Crime Wave Below: Why NYC Subway Felonies Are Rising

Cities, Public Safety, Cities New York City, Policing, Crime Control

The NYPD has taken fire (literally and figuratively) from all fronts lately. But to see how hard it is to keep New Yorkers safe, look at the latest subway-crime stats.

Transit crime is up: Major felonies in May were 12.2 percent higher than in May 2011. For the year, they’re up 16.9 percent.

This crime is largely thefts—with the perps either "grabbing and going," or using threats to forcibly take something. Grand larceny (stealing) is up 19.1 percent for the year, and robbery’s up 20.3 percent, with 1,029 crimes across both categories.

What robbers and thieves want is tech stuff. Straphangers are casual about brandishing iPads, iPhones and other gadgets—which often sell on the street for more than their sticker price.

And while tech addicts are working or gaming, they’re not paying attention to their other belongings—wallets with credit cards.

New Yorkers might take comfort in that the crime isn’t violent. No one got murdered on city subways this winter or spring, same as last year. But every theft carries the potential for violence. A victim could chase his assailant—and end up stabbed. (Cops confiscated 19 knives in just one recent week.)

Old-time New Yorkers may figure that people who brandish this expensive stuff are practically asking to get robbed. Mayor Bloomberg hinted at this sentiment last month, saying: "If the worst problem we have is iPhone stealing—and Ray [Kelly, the NYPD commissioner], you’d better get on this iPhone right away, this is serious—you know, there’s always going to be some of that." He also mentioned tech-toters’ "cavalier" attitude, and claimed that auto theft is a better gauge of property crime.

The MTA is trying to alert riders to be more careful, with a new ad campaign admonishing us, "Don’t be a target of opportunity!"

Yet the tech-steal surge hints at a problem. The mayor wants Gotham to be tech city—and he’s pushed quality-of-life as a selling point for entrepreneurs who don’t have to be here because they’re chained to Goldman Sachs and their limo-riding bosses.

Hello, Mr. Mayor: Tech workers carry. . . tech tools. And many of them don’t have—or want—cars, so they ride the subway. A big quality-of-life point is to work or play on your commute.

The MTA nods to this, rolling out a new wi-fi program at six subway stations in Chelsea through the end of summer. "Riders can maintain their digital lifestyle—connecting to the Internet with smartphones, tablets, e-readers and other wireless devices," the agency proudly notes.

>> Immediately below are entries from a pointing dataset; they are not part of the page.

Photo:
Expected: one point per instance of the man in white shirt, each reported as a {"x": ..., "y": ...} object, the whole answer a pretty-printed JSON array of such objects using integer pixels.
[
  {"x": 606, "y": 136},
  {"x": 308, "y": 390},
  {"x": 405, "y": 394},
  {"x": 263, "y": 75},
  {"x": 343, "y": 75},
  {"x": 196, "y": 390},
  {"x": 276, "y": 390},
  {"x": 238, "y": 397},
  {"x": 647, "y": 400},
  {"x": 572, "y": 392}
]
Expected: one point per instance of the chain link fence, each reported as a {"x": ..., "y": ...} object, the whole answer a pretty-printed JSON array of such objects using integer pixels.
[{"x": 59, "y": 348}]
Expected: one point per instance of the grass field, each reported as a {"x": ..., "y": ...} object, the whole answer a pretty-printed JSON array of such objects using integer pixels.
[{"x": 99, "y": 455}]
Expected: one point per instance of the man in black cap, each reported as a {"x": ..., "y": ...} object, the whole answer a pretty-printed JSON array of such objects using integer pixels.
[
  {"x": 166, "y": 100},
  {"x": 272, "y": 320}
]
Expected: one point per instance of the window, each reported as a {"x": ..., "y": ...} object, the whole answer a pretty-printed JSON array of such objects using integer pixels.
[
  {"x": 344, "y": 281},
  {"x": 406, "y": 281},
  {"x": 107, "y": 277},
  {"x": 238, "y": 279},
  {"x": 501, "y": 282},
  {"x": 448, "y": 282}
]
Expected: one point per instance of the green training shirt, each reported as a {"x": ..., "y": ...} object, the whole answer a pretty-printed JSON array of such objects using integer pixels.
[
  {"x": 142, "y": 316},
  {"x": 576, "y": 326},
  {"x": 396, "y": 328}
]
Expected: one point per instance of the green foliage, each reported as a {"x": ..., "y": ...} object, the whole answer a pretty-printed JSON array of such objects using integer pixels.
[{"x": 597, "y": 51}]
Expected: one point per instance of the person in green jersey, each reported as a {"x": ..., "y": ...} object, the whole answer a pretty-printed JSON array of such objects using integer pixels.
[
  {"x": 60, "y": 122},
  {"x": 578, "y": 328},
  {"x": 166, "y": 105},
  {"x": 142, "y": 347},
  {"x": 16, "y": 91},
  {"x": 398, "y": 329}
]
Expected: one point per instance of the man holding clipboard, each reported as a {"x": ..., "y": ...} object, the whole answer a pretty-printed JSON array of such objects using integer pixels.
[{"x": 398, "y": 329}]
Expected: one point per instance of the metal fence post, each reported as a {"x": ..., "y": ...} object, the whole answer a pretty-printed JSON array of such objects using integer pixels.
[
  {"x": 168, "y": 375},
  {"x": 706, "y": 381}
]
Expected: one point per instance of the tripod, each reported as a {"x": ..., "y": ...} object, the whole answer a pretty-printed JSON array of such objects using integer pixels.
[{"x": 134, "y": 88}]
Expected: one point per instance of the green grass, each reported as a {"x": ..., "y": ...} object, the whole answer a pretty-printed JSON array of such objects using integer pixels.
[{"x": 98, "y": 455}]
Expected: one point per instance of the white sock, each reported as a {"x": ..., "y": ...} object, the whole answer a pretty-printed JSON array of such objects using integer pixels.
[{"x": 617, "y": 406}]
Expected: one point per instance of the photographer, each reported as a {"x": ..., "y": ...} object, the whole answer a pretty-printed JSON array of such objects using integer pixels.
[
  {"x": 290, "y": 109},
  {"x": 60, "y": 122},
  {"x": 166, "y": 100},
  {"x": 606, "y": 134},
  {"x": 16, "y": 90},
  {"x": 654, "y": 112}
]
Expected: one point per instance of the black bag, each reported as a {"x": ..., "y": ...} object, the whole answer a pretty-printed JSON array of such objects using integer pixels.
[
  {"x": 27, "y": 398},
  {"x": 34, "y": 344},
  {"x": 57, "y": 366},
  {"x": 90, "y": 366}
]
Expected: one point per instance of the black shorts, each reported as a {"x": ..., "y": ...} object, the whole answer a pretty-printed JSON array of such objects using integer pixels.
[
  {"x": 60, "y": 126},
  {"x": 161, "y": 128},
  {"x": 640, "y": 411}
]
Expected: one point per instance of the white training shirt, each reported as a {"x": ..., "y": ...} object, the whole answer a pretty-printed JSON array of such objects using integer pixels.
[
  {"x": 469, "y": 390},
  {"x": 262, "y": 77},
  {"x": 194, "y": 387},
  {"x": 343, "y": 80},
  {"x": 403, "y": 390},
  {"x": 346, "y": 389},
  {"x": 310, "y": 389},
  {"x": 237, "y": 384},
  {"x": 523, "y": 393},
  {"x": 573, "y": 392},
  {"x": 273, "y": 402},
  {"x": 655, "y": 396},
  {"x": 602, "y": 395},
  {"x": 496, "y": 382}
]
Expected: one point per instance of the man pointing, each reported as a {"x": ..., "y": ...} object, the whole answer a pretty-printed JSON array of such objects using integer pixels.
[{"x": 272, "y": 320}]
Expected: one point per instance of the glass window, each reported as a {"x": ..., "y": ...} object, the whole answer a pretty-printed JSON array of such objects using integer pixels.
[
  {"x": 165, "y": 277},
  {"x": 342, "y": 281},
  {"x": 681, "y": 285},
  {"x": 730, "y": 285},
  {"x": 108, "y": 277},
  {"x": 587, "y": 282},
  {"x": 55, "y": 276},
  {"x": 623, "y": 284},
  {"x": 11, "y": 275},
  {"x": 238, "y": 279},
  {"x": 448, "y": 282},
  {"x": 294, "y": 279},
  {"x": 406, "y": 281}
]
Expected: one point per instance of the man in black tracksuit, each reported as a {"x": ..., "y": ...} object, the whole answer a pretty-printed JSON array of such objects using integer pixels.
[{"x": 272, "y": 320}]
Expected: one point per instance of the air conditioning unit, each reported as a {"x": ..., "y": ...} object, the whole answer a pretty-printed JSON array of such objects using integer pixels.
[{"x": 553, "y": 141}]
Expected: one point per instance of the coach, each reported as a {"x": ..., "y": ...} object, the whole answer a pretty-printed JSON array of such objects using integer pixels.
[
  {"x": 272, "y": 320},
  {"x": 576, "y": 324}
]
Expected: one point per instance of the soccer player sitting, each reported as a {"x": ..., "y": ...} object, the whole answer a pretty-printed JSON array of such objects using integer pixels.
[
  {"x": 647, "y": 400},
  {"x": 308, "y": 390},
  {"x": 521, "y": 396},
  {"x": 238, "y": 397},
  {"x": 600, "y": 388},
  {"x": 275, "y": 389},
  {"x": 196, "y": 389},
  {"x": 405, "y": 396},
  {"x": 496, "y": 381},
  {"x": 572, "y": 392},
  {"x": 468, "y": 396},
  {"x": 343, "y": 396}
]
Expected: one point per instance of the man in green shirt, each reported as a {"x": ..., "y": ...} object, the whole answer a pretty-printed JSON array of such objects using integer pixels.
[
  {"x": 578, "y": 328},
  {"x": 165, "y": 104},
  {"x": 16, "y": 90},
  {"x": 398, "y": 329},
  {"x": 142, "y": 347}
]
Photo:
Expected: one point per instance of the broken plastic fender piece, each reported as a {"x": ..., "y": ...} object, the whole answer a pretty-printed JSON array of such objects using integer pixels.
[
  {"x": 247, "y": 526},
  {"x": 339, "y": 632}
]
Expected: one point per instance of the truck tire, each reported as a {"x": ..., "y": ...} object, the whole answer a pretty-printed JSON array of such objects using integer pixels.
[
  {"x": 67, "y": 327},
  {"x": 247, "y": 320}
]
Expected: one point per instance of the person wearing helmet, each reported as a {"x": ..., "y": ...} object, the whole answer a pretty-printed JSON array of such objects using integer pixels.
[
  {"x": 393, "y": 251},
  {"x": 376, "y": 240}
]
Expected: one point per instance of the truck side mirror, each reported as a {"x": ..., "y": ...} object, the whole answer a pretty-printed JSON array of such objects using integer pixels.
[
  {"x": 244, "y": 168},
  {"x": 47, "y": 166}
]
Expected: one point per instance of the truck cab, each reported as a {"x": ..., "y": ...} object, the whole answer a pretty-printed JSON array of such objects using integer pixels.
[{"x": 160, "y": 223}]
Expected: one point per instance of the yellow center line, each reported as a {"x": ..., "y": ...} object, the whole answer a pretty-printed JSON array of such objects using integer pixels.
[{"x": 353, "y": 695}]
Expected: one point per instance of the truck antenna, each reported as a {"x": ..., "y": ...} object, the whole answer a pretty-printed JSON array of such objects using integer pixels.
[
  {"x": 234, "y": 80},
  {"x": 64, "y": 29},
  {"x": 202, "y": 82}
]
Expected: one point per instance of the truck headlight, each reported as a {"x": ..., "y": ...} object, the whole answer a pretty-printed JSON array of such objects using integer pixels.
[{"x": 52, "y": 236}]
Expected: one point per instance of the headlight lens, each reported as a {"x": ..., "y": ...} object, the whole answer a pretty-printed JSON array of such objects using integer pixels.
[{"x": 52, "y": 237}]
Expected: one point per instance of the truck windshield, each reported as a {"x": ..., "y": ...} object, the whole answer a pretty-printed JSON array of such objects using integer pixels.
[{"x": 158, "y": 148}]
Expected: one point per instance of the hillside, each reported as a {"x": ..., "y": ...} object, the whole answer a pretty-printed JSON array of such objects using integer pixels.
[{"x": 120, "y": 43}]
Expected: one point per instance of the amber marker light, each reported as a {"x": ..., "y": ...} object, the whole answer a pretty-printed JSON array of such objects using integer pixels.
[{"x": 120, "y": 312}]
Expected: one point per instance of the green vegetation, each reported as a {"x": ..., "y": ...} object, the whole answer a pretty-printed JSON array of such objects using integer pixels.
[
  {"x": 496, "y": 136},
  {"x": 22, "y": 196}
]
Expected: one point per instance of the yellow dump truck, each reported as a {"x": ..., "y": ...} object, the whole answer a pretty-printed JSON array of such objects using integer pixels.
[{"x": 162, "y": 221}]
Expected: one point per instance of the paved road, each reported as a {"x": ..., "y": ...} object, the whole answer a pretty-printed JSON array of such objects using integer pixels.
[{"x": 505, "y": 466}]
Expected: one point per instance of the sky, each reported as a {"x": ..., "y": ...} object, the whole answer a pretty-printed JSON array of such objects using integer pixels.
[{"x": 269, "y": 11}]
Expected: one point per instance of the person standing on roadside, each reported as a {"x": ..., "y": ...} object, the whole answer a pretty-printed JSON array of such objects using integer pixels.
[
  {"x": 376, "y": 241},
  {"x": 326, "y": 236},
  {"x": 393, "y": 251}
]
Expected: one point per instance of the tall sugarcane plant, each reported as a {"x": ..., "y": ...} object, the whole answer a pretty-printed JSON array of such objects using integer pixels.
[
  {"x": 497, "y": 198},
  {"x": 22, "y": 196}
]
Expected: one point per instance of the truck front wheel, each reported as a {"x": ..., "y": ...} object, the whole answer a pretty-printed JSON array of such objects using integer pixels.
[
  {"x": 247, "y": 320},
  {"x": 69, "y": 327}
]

So, what—are people supposed to maintain their digital lifestyles while hunched over looking for robbers, "pay[ing] attention to their surroundings" to "safeguard your stuff," as the anti-theft campaign (announced on the same day as the wi-fi deal) urges?

No, people shouldn’t be idiots—but it’s not always clear what that means. "Surroundings" on the subway are a cacophony of chaos.

In short, things change—and sometimes even good changes require more police resources, not less.

On that note, you can’t even chalk this one up to fewer cops. Yes, severe cuts in staffing have left the NYPD down by 4,321 people from a decade ago. But the transit police, who handle subways (not buses) is biggertoday, with 3,178, up from 3,047 a decade ago.

Yet staffing isn’t enough if the police can’t do their jobs underground. Late one night (4 a.m.) last month, transit cops spotted two guys entering the Union Square subway station on just one "swipe." The officers stopped and searched them—and came up with two loaded guns and a bulletproof vest.

This year, fare-evasion summonses are up 10.4 percent, as cops often use such stops to deter bigger crimes.

If judges keep curtailing stops and searches, as a state appeals court did last week in throwing out the arrest of a gun-toting 14-year-old, crime will rise more—both above- and below-ground.

That police are stretched thinner even as their workload has grown isn’t just a subway issue. Re-zoning is allowing neighborhoods from the West Side to grow more dense. People who pay lots in taxes are calling on the cops to do everything from stopping club noise to keeping skateboarders out of pocket parks.

The NYPD has to keep these folk happy (or only mildly unhappy)—while keeping old- fashioned crime down, too.

And no, new New Yorkers don’t really care that we’ve made so much progress since 1990, when there were 2,245 murders. They weren’t born then.